Join Chevening on our food journey around the world, and why not make one of these at home for your friends or family?
Thanks to Manoj Paudel, Chevening Scholar from Nepal, for sending in this recipe.
Manoj says: ‘It is believed that a few hundred years ago, Newari traders from Kathmandu, Nepal, travelled across Mustang to Tibet and brought this recipe to Nepal.
‘Today, ‘momo’ is the most popular food that thousands of Nepalis and Nepal-lovers abroad eat. Although popular as fast food, cooking and eating momos at home is the most rewarding.
‘Making ‘momo’s can be a great group bonding activity.’
Programme officer Helen tried out this meal for us and said: ‘The recipe was a little tricky. I had to improvise with a vegetable steamer in order to cook the dumplings but the results were delicious.
‘It would be a great dish to impress your friends and share with them.’
Here’s what Helen made.
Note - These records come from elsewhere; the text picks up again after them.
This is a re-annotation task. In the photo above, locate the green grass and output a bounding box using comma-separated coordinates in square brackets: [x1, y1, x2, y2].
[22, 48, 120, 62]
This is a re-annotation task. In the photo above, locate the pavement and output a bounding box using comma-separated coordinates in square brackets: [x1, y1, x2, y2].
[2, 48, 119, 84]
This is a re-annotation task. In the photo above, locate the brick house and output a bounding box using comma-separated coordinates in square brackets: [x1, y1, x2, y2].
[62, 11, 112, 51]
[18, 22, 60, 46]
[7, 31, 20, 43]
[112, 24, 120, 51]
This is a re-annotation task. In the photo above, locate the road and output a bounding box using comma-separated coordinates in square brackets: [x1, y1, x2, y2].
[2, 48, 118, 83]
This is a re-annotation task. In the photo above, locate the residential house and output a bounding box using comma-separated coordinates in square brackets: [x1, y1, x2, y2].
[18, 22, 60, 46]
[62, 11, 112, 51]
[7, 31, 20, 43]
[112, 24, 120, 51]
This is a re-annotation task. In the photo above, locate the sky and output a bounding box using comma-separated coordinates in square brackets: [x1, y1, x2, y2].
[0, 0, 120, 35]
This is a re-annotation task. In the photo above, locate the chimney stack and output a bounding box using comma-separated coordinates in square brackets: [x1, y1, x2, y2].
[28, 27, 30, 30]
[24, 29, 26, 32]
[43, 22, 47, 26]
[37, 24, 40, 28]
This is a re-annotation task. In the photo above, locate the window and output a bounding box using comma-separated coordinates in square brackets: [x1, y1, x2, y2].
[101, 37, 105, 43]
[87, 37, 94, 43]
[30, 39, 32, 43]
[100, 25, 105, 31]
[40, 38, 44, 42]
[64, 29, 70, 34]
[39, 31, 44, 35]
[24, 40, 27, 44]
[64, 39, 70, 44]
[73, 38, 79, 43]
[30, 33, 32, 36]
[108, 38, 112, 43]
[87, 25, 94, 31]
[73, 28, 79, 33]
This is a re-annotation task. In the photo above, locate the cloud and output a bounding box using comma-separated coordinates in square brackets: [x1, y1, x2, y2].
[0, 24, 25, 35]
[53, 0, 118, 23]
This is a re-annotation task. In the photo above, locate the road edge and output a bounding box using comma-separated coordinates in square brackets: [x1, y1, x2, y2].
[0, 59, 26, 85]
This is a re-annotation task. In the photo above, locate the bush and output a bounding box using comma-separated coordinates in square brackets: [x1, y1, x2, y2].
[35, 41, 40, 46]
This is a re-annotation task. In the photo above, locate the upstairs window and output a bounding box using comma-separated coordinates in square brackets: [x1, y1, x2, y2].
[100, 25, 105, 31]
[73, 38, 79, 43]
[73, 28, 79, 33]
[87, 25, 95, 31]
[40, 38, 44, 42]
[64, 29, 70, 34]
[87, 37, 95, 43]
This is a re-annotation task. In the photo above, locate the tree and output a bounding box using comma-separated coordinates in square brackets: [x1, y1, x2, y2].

We can almost taste the tang!
Serves three to four
For the momo dumplings
- 1 packet gyoza wraps
- 0.75 lbs ground chicken
- 5 green onions, chopped (use both green and white part)
- 3 garlic cloves, minced
- Bunch of coriander leaves, chopped
- 2 tablespoons of cumin
- 2 tablespoons of coriander powder
- 1 teaspoon red chilli powder
- 3-4 tablespoons hot water
- Salt, to taste
For the soup
- 3 tomatoes, chopped
- 2 green onions, chopped
- 2 green chillis, chopped
- 2 garlic cloves, sliced
- 1/4 cup water
- Scant 4-5 tablespoons tamarind water
- 4 coriander leaves, chopped
- Salt, to taste
For the ‘momo’ dumpling packing/wrapping
- Mix together the chicken, onions, garlic cloves, coriander leaves, cumin, coriander powder, chilli powder, hot water and salt in a bowl.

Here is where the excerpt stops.